The Knoxville Museum of Art offers a big exhibition of small works with its Size Matters: XS – Recent Small-Scale Paintings from March 28 – August 24, 2008.The exhibition includes 42 works by some of America’s most important painters including Thordis Adalsteinsdottir, Justin Allen, and Francis Alÿs.The miniature proportions of the works in Size Matters: XS represent a new interest among contemporary artists in exploring the expressive possibilities of small-scale painting. Abstraction, figuration, photo-realism, and caricature are just a few of the art historical genres reinterpreted by artists in the exhibition.
Size Matters: XS – Recent Small-Scale Painting is organized by the Hudson Valley Center for Contemporary Art (HVCCA), Peekskill, New York.

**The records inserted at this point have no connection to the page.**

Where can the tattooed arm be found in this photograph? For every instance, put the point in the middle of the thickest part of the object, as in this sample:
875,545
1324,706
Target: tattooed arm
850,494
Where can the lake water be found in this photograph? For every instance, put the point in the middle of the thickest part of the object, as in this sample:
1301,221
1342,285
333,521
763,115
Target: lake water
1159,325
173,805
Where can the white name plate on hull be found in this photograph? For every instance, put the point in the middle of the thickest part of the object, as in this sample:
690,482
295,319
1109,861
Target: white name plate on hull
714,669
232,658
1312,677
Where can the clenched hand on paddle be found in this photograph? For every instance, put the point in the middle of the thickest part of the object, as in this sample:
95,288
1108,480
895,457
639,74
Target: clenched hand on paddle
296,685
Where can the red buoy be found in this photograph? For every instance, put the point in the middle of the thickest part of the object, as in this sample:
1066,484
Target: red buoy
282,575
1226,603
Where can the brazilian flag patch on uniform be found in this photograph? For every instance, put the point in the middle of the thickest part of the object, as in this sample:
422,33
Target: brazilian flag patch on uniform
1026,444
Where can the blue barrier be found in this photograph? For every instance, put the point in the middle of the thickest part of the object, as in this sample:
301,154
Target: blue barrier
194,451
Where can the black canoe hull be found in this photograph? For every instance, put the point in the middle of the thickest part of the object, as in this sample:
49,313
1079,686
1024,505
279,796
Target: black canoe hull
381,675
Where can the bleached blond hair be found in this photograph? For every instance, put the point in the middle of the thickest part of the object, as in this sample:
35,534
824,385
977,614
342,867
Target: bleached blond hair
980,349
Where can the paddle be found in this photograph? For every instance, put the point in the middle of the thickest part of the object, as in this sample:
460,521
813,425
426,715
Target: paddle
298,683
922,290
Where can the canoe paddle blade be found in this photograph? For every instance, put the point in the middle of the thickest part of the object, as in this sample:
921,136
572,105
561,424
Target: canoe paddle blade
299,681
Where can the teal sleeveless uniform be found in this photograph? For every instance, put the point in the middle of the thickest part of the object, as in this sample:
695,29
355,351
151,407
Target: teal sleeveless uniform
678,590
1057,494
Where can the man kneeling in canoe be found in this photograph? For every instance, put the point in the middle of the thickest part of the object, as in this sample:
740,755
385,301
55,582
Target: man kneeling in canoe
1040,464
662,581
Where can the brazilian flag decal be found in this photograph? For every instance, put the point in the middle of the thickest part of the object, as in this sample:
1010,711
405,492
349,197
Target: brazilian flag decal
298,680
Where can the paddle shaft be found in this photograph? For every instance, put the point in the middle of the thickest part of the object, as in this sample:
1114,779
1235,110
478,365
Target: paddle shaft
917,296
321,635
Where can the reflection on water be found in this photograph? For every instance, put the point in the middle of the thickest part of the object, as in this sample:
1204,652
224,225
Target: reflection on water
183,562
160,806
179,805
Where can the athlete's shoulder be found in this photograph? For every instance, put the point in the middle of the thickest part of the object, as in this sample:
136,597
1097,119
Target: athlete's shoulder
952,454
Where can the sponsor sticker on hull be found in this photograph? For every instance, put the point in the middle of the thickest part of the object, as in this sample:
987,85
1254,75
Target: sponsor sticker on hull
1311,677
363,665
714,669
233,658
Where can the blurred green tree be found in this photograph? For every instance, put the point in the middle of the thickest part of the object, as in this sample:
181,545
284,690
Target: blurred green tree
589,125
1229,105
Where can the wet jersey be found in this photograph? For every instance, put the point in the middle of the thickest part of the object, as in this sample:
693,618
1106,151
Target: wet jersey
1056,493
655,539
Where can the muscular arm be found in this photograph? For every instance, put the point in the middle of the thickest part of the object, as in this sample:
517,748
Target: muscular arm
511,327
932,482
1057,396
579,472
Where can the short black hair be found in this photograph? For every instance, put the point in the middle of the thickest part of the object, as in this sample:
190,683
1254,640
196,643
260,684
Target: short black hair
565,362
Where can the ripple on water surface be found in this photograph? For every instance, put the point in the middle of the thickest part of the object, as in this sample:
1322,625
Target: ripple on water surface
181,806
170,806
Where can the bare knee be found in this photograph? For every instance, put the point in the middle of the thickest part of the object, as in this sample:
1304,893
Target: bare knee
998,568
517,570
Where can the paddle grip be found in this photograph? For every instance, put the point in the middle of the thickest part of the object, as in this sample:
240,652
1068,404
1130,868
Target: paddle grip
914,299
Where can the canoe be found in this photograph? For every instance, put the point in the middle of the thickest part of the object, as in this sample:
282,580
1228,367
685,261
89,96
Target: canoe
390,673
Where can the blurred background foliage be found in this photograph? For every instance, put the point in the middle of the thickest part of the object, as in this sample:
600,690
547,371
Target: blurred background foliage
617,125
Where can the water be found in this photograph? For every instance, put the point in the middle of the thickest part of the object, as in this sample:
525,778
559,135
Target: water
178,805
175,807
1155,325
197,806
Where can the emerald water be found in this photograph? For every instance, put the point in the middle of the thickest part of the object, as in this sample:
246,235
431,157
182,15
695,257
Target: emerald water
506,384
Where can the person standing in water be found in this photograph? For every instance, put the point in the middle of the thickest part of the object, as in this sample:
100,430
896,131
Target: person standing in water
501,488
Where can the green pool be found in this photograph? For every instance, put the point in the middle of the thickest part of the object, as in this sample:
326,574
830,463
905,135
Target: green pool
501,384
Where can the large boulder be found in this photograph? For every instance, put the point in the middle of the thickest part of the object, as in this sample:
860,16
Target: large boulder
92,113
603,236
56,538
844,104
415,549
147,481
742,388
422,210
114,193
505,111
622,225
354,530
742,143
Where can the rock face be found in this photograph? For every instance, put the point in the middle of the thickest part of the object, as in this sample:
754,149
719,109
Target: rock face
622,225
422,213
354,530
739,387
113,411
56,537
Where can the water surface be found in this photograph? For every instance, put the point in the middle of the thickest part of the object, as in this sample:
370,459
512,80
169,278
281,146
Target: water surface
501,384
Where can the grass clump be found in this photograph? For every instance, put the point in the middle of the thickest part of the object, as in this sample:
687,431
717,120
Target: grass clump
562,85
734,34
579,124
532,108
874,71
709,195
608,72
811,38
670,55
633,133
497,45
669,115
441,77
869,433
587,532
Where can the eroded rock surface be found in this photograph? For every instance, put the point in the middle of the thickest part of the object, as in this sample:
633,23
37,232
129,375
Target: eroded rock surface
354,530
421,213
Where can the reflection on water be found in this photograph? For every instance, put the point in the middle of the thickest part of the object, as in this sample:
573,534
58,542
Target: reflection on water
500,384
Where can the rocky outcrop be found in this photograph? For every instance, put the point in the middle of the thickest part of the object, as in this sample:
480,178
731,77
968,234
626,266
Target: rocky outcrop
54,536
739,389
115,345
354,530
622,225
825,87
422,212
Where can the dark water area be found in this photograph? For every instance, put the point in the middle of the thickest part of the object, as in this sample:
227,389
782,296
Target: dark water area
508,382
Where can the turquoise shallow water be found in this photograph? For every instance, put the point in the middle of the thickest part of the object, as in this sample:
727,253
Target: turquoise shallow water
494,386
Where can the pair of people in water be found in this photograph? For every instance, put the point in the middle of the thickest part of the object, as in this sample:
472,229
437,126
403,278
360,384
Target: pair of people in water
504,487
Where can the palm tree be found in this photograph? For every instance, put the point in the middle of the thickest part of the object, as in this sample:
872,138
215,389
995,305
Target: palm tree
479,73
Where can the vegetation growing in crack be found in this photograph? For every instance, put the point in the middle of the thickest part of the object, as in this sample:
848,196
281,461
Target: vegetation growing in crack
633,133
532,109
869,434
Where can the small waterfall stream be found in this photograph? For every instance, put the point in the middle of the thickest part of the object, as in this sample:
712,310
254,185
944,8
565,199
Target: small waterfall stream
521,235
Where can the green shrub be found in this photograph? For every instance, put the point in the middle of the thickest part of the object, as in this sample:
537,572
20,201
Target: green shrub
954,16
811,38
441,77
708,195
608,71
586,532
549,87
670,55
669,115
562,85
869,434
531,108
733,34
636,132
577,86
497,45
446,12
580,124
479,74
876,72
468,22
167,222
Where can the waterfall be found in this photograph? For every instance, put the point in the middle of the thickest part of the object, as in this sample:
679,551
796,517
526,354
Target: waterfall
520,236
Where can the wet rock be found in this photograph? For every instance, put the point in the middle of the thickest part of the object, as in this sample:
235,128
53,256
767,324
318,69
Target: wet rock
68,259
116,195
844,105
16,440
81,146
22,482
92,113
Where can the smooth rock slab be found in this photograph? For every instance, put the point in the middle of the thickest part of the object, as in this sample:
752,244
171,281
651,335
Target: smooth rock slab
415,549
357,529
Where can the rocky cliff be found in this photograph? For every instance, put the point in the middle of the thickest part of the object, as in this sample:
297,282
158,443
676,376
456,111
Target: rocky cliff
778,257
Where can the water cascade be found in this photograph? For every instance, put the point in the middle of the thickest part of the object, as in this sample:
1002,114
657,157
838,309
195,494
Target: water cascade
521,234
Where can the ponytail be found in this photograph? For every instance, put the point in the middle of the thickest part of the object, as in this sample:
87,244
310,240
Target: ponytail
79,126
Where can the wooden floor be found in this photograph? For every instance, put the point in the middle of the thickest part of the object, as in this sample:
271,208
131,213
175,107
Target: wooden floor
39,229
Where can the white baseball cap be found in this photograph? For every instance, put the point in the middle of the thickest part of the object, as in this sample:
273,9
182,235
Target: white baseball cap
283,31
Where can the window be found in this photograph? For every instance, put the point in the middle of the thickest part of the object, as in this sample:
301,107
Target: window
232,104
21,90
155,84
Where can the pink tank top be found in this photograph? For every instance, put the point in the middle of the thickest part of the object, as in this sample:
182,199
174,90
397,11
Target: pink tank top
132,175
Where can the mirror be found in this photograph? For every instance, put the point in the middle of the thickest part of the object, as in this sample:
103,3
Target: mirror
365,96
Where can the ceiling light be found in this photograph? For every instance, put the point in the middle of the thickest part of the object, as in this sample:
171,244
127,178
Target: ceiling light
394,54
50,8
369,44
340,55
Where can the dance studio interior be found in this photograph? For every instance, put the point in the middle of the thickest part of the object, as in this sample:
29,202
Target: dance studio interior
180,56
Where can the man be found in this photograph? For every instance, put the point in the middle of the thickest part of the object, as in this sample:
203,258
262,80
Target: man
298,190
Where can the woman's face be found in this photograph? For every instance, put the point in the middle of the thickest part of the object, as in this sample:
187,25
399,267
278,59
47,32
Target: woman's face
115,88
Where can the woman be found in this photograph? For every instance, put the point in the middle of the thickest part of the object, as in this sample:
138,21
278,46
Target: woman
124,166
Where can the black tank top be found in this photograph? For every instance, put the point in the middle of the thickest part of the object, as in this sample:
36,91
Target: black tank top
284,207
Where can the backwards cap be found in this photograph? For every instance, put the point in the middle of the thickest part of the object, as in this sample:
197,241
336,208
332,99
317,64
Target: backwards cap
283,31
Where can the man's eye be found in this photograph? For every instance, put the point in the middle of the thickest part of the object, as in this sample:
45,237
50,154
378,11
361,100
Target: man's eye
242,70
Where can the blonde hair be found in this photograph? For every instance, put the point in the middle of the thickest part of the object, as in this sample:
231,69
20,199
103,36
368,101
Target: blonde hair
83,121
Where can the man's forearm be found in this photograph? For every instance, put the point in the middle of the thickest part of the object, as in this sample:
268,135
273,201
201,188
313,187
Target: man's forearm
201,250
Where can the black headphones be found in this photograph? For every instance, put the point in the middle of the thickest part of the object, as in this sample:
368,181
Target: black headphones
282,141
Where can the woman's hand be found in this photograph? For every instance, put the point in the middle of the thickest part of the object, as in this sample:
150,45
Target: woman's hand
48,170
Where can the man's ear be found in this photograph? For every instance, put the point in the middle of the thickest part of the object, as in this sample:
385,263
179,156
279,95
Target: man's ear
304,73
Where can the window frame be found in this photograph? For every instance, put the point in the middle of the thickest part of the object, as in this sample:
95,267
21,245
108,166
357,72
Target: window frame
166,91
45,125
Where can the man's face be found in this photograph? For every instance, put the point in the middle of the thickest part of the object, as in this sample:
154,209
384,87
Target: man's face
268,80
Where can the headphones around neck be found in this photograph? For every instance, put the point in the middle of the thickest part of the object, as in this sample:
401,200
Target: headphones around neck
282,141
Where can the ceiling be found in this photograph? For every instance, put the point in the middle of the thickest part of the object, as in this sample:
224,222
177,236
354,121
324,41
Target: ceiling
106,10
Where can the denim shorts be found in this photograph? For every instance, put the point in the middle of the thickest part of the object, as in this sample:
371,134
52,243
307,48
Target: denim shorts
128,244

Higher Ground: A Century of Visual Arts in East Tennessee
Ongoing exhibition beginning June 27, 2008
The Knoxville Museum of Art will open Higher Ground: A Century of the Visual Arts in East Tennessee, a new permanent installation of works from its collection celebrating the art and artists of Knoxville and the surrounding region. The fascinating and complex story of our area’s rich artistic heritage and its connections to the larger currents of American art are largely unknown, and certainly underappreciated. Highlights of the new installation include important works by Catherine Wiley and Lloyd Branson, pioneering artists who introduced Knoxville audiences to Art Nouveau, Impressionism, and other international art movements of their day; Joseph and Beauford Delaney, two of America’s most significant African-American artists; and works from the 1950s and 1960s by the Knoxville Seven, a group of progressive artists connected to the University of Tennessee who transformed and energized the area’s artistic climate. Art from more recent decades includes mixed-media objects by visionary sculptor Bessie Harvey along with a selection of works by leading area artists whose creations represent the quality and diversity of art-making in the region today.
Mary Lee Bendolph, Gee’s Bend Quilts and Beyond
July 10 - September 21, 2008
Mary Lee Bendolph’s extraordinary talent first garnered national attention when her work was featured among that of other quiltmakers from Gee’s Bend, Alabama, in the 2002 blockbuster exhibition and book The Quilts of Gee’s Bend. Hailed by the New York Times as “some of the most miraculous works of modern art America has produced,” the abstract quilts from this tiny, isolated African American community prompted a rethinking of commonly accepted artistic categories.
The focused exhibition, Mary Lee Bendolph, Gee’s Bend Quilts and Beyond, and its accompanying full-color, scholarly catalogue, examine Bendolph’s inspiration and creative process, as well as her profound connection to the cultural practices and expressive traditions from which her work arises. Twelve dramatically designed, richly colored, improvisational quilts created by Mary Lee Bendolph and her family members—her mother Aolar Mosely, her daughter Essie B. Pettway, and her daughter-in-law Louisiana P. Bendolph—are presented alongside complex and evocative found object sculptures by noted African American self-taught artist Thornton Dial and visionary “yard art” artist Lonnie Holley. Both of these Alabama-based artists have been influenced by the quilts and the quiltmakers of Gee’s Bend. Intaglio prints by Mary Lee Bendolph and her daughter-in-law Louisiana P. Bendolph, along with documentary films about all of the artists provide further context for their creative exchange. As the deep social and aesthetic networks of these six artists intersect, they give rise to new pathways of artistic influence, resulting in a powerful mixture of communal and individual creative energies.